5-Minuten-Info
Palantir ist ein US-amerikanisches Überwachungsunternehmen, das Software zur Analyse großer Datenmengen anbietet. Die Gründung des Konzerns wurde maßgeblich von der CIA finanziert, dem Auslandsgeheimdienst der USA. Zu den Kunden gehören hauptsächlich Geheimdienste und Militärbehörden.
CDU und CSU möchten die deutsche Polizei mit der Palantir-Software „Gotham“ ausstatten. Diese wurde entwickelt, um Daten aus verschiedenen Quellen wie Polizeidatenbanken, Gesundheitsdaten oder Social-Media-Inhalte zusammenzuführen und mit Hilfe von künstlicher Intelligenz in Sekundenschnelle auszuwerten.

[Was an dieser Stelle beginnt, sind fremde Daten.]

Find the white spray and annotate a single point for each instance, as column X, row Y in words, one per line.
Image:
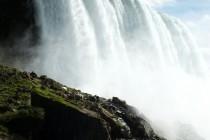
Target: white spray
column 125, row 48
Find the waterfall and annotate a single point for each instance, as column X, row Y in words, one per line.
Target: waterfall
column 123, row 48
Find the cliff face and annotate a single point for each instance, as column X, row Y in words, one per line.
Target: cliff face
column 20, row 32
column 36, row 108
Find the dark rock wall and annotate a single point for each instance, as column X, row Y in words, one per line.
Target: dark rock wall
column 19, row 32
column 16, row 18
column 62, row 123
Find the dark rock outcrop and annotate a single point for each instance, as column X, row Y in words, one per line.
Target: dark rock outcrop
column 39, row 108
column 16, row 19
column 19, row 31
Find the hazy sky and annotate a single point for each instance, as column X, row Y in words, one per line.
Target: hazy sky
column 185, row 8
column 195, row 13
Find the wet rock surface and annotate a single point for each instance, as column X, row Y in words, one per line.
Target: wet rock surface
column 39, row 108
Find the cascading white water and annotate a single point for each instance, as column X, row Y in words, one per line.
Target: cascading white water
column 125, row 48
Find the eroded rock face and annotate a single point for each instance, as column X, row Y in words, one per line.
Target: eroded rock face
column 19, row 31
column 39, row 108
column 16, row 19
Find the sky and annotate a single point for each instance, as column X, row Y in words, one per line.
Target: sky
column 194, row 13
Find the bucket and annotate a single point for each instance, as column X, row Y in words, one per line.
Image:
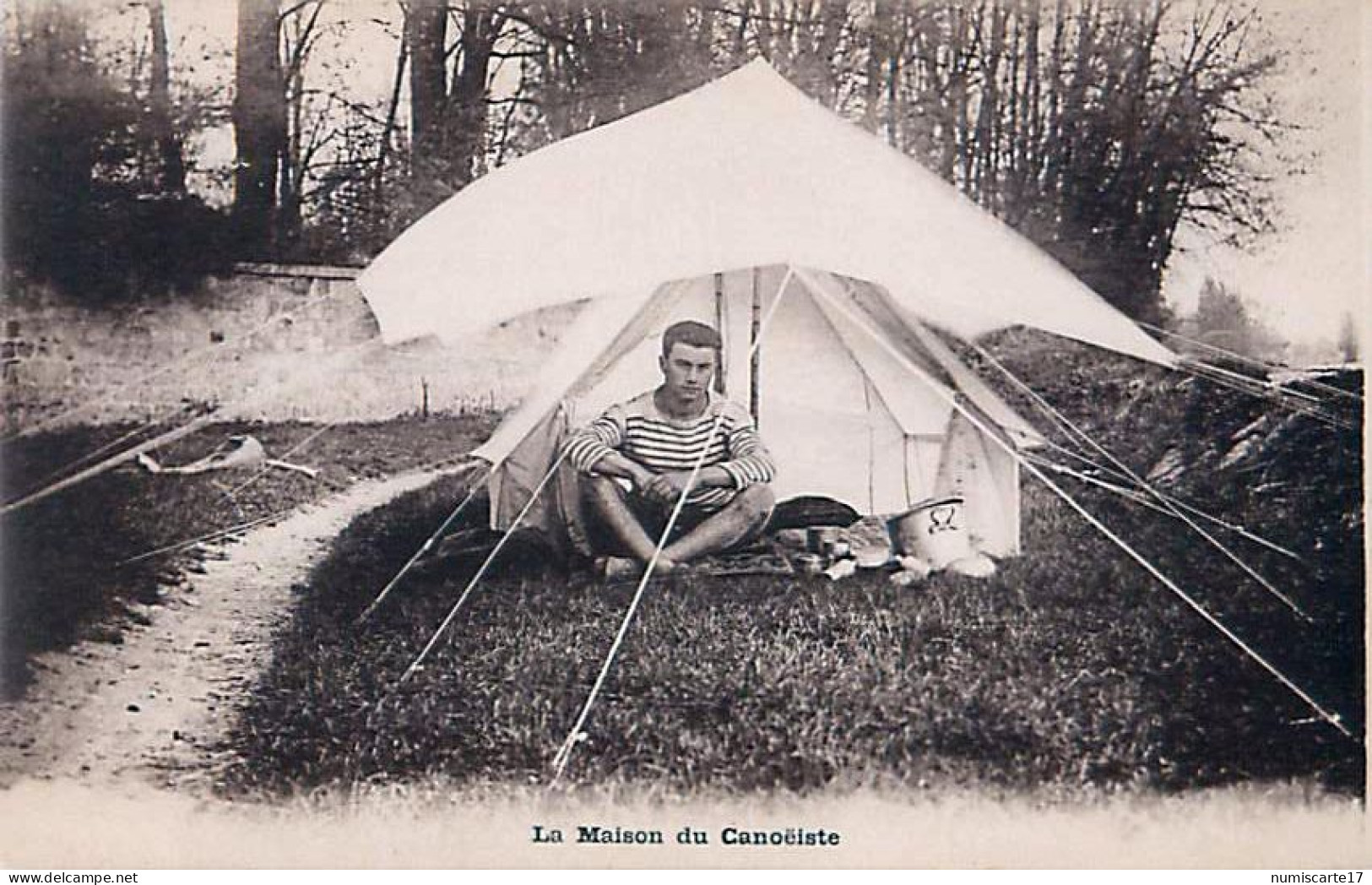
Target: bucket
column 932, row 529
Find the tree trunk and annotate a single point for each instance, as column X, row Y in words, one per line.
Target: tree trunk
column 258, row 125
column 171, row 173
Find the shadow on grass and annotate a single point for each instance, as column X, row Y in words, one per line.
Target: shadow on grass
column 1069, row 671
column 66, row 573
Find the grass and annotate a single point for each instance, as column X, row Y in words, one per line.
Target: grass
column 65, row 571
column 1071, row 671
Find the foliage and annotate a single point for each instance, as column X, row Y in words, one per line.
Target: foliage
column 1071, row 671
column 65, row 573
column 73, row 213
column 1224, row 320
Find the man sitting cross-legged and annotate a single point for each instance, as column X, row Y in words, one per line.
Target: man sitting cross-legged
column 653, row 441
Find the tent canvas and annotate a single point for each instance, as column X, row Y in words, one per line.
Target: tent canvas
column 841, row 417
column 750, row 182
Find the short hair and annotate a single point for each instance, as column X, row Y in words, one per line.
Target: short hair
column 693, row 334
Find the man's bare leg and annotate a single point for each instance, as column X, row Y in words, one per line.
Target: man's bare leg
column 744, row 516
column 607, row 497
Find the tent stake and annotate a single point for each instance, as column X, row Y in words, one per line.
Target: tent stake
column 564, row 752
column 424, row 548
column 755, row 360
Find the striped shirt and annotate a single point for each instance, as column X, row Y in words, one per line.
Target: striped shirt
column 641, row 432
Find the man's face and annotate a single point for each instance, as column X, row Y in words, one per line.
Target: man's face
column 687, row 371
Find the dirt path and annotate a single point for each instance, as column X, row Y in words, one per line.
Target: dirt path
column 151, row 709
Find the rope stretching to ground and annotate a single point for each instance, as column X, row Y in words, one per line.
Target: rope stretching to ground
column 564, row 752
column 1137, row 481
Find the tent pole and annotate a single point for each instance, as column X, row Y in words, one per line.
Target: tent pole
column 1260, row 364
column 1334, row 719
column 424, row 548
column 529, row 505
column 1141, row 482
column 755, row 358
column 564, row 752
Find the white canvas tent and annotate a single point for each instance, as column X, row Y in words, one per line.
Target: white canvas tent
column 686, row 210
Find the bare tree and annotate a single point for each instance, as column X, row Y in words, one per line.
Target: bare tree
column 259, row 124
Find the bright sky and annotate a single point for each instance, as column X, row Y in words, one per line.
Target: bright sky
column 1301, row 280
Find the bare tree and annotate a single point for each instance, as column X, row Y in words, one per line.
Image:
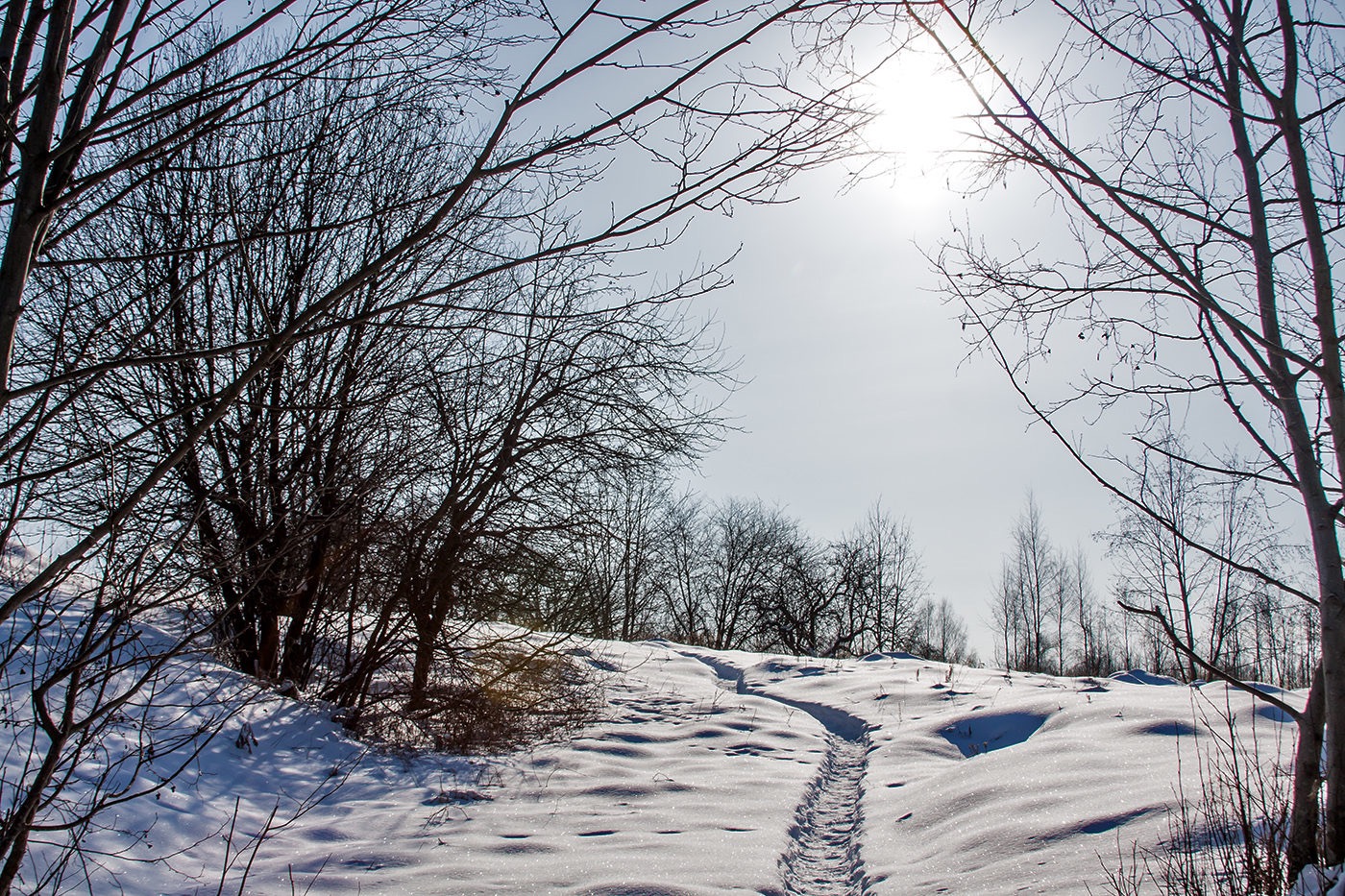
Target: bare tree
column 116, row 110
column 1190, row 147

Das Zusammenführen und die dann automatisierte Analyse dieser riesigen Datensätze stellt einen erheblichen Eingriff in die Privatsphäre der Bundesbürger*innen dar. Die Software erstellt Profile aus Polizeidaten, um Straftaten zu verhindern und Verdächtige zu identifizieren – doch auch Zeug*innen, Opfer oder sogar völlig Unbeteiligte geraten dabei in den Mittelpunkt von polizeilichen Ermittlungen.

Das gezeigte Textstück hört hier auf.